There is now a growing market for accessible technology, he noted. The aging Baby Boomer population and section 508, an amendment to the U.S. Rehabilitation Act that requires the government to develop or acquire only accessible technology, have increased market demand. The features that make products more accessible are now another area over which companies can compete, Thurston said.

And these technologies often have benefits that can be enjoyed by all users. Speech input and adjustable font sizes were two features developed to make computers more accessible to persons with disabilities, but they are now used by everyone.

No Universal Solutions

Despite its tremendous potential, using science and technology to better integrate persons with disabilities into the broader community is complex. "Everybody is not the same," Cerf noted. "The same solution does not work for everyone."

Technology developers also need to think more about how to integrate accessibility into applications early in the process, Cerf said. "To imagine that you can just overlay some accessibility pixie dust that makes a specific application work all right for a person with hearing impairment or a person with motor problems, I think, is overly optimistic," he said. "You really have to think 'how is this application going to be made usable for someone with a disability.'"
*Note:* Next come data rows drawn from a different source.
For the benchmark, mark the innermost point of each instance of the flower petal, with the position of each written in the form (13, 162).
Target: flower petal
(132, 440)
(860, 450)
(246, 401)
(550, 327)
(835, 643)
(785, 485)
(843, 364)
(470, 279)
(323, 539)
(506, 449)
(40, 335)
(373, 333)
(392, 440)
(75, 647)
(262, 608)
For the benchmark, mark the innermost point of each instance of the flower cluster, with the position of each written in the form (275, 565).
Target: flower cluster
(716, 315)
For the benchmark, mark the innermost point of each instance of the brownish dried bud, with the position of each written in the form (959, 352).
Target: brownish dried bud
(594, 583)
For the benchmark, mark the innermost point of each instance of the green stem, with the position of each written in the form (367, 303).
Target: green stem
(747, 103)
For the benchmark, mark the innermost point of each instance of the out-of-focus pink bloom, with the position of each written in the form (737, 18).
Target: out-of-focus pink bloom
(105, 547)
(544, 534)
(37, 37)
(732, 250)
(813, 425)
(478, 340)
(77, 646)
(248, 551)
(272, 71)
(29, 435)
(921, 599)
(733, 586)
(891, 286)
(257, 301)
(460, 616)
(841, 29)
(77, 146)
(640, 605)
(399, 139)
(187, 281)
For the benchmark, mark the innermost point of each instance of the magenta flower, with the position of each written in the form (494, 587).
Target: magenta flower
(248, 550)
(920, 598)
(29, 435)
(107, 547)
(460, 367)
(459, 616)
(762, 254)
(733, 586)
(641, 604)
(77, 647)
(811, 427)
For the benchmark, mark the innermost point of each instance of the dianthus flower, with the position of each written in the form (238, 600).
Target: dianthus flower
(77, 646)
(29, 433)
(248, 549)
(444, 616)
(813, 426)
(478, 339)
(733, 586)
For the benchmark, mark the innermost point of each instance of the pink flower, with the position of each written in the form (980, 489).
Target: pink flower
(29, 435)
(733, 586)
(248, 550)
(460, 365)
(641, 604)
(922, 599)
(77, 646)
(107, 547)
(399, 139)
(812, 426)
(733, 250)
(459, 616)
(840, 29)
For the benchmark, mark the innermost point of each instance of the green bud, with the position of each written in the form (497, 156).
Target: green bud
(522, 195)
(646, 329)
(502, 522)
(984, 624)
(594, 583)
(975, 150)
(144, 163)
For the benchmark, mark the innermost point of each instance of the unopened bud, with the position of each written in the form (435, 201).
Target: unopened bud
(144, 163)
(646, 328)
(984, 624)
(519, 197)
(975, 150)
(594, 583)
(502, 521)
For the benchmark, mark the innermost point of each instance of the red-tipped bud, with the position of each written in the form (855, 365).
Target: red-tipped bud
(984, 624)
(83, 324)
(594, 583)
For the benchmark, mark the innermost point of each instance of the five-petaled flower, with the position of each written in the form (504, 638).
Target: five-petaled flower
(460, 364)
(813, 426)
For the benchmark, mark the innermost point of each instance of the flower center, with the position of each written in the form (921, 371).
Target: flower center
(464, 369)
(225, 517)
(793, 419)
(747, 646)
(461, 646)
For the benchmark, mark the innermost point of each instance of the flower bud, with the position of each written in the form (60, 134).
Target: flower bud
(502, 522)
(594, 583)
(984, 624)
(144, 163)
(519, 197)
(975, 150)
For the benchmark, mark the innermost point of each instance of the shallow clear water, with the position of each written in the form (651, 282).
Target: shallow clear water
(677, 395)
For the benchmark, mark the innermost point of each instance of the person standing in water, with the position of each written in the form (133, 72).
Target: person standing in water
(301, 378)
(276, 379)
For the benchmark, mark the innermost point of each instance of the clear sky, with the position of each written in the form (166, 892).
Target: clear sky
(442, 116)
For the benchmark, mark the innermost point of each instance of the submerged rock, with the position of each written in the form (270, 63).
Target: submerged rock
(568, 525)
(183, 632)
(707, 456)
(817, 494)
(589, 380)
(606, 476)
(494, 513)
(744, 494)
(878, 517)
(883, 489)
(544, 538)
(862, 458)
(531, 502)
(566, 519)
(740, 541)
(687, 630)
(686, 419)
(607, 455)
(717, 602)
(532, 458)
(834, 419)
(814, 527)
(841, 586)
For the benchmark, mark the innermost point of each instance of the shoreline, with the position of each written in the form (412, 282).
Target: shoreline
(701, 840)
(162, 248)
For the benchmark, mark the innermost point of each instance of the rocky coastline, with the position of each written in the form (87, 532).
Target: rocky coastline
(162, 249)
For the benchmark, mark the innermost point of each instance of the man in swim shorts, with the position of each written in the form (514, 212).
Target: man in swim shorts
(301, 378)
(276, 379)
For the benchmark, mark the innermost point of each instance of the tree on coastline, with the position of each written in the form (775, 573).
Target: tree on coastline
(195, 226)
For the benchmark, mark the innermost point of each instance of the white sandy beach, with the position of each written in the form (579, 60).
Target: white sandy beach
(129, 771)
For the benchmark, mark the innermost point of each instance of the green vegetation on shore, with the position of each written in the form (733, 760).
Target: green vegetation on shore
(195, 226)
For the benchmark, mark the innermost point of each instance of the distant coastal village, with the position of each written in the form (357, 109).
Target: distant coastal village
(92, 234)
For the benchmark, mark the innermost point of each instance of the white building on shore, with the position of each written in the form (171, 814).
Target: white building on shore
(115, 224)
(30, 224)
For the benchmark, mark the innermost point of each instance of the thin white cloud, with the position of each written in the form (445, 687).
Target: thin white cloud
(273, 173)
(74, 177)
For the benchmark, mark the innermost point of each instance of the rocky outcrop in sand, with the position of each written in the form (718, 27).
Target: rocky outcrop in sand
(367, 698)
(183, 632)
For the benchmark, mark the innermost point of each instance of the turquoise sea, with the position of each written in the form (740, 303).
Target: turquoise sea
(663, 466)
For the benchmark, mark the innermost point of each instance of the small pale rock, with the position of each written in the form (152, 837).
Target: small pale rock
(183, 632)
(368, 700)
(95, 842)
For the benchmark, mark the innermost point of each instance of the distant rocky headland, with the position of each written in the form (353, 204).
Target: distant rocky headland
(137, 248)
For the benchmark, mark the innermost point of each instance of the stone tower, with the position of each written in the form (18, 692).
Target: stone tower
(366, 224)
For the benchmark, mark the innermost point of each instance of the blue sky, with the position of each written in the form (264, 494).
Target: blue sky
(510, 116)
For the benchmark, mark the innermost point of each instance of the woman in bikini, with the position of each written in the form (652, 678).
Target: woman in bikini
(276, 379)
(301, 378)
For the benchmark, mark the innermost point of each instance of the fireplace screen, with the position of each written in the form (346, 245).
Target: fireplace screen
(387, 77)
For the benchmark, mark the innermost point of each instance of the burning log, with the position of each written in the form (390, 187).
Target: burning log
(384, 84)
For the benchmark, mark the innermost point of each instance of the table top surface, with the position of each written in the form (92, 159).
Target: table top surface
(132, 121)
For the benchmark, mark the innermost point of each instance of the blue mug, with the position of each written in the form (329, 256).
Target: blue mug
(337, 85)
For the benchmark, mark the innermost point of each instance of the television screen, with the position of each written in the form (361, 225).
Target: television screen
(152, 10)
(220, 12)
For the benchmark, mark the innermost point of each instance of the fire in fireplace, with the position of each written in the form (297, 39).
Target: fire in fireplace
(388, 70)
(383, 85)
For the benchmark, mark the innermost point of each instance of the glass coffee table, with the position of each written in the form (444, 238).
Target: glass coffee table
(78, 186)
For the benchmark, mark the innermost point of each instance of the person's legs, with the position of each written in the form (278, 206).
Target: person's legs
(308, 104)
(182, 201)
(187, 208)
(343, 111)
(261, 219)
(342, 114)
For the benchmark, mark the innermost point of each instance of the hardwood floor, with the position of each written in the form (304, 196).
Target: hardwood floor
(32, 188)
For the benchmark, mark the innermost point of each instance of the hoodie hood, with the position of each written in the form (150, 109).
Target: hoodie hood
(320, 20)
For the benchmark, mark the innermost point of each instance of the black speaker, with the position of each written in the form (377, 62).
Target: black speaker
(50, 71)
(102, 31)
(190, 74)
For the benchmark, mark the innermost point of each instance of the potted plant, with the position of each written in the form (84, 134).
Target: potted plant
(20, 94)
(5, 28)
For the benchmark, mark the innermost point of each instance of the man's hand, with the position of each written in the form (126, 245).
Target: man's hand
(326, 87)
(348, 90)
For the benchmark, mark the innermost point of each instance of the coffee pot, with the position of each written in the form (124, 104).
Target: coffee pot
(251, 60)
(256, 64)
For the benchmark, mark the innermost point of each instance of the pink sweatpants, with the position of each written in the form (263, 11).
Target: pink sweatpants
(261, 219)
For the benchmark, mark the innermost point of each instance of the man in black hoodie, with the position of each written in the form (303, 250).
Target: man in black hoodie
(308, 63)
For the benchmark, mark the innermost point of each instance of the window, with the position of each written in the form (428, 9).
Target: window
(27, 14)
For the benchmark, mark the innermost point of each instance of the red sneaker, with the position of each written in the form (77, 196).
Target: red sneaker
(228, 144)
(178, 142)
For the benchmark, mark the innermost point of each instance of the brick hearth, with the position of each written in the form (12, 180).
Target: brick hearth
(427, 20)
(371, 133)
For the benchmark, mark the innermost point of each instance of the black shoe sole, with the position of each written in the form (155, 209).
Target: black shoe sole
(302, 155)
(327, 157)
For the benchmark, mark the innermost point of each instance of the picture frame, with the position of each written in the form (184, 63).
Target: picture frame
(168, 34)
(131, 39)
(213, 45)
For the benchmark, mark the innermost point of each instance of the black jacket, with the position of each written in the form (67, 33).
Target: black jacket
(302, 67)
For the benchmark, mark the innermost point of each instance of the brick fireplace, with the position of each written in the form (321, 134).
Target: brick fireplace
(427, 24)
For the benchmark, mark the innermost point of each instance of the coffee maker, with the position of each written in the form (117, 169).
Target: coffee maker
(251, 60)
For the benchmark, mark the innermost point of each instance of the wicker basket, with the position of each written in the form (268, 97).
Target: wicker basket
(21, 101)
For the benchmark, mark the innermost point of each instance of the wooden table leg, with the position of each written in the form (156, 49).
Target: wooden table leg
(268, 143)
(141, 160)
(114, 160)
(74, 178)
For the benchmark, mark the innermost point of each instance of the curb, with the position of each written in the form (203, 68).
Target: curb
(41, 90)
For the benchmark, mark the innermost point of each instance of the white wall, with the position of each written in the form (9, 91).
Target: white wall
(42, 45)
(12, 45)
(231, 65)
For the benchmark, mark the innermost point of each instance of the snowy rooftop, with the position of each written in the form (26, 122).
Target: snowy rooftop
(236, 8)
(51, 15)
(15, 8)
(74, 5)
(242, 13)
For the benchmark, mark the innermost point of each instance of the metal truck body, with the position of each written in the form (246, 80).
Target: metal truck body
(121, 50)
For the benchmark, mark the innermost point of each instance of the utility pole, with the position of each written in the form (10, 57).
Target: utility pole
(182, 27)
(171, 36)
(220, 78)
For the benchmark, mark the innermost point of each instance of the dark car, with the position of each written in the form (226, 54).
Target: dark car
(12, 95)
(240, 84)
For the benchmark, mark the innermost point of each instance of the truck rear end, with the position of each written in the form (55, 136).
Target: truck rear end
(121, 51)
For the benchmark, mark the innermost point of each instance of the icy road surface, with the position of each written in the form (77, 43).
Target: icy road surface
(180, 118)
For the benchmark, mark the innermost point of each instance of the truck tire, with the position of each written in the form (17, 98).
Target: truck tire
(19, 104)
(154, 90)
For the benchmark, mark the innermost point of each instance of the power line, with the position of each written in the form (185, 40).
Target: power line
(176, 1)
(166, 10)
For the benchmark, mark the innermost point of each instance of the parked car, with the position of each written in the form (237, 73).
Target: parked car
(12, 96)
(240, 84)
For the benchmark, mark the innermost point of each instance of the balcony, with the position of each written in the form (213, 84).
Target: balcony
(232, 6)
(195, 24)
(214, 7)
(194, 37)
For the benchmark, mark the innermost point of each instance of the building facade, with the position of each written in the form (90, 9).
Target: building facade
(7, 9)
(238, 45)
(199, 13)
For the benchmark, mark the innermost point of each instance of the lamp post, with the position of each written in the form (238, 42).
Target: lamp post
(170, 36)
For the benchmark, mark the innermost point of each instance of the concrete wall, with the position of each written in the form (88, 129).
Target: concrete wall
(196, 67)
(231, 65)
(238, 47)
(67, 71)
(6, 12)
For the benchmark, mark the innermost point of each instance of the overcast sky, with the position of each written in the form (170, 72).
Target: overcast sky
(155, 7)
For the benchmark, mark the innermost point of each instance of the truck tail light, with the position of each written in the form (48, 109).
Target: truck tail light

A web page, for instance, is visually oriented and navigating through one with a screen reader, while possible, can be awkward and frustrating if audible navigation wasn't considered during the site's design, he said.

Cerf praised Microsoft and Apple for their efforts in this field and admitted that at Google, there was room for improvement. But he cited one effort at his company to train every new engineer in accessibility methods. "This is fundamentally critical to making information technology accessible to people who need help," he said.


ERIC MATHEWS | AAAS/CARLA SCHAFFER

More or improved technology isn't always the answer, however, noted another speaker, Eric Mathews, an advocacy associate at Disability Rights International. Mathews spoke about his organization's efforts to end segregation for persons with disabilities. "Institutions and segregated residential facilities are a violation of the human right to live and participate in the community," he said.

But too often, he noted, efforts to help the people in these segregated facilities consider only how technology can be added to those facilities, such as supplying computers to an orphanage. "It's meant to give these children a better life," he said, but companies, donors and nations need to think more about how to use technology to get people out of these institutions and back with their families or placed in family-based care in the community. We need "to think about the ways that science can challenge the need for institutional care," Mathews said.

But technology can only go so far. Cultural biases may be a huge barrier and even limit the availability of existing technology. "There's some cultures where people who need this assistance don't get it because it's culturally ignored," Cerf said. "This is a reason why the Convention on the Rights of Persons with Disabilities is so important."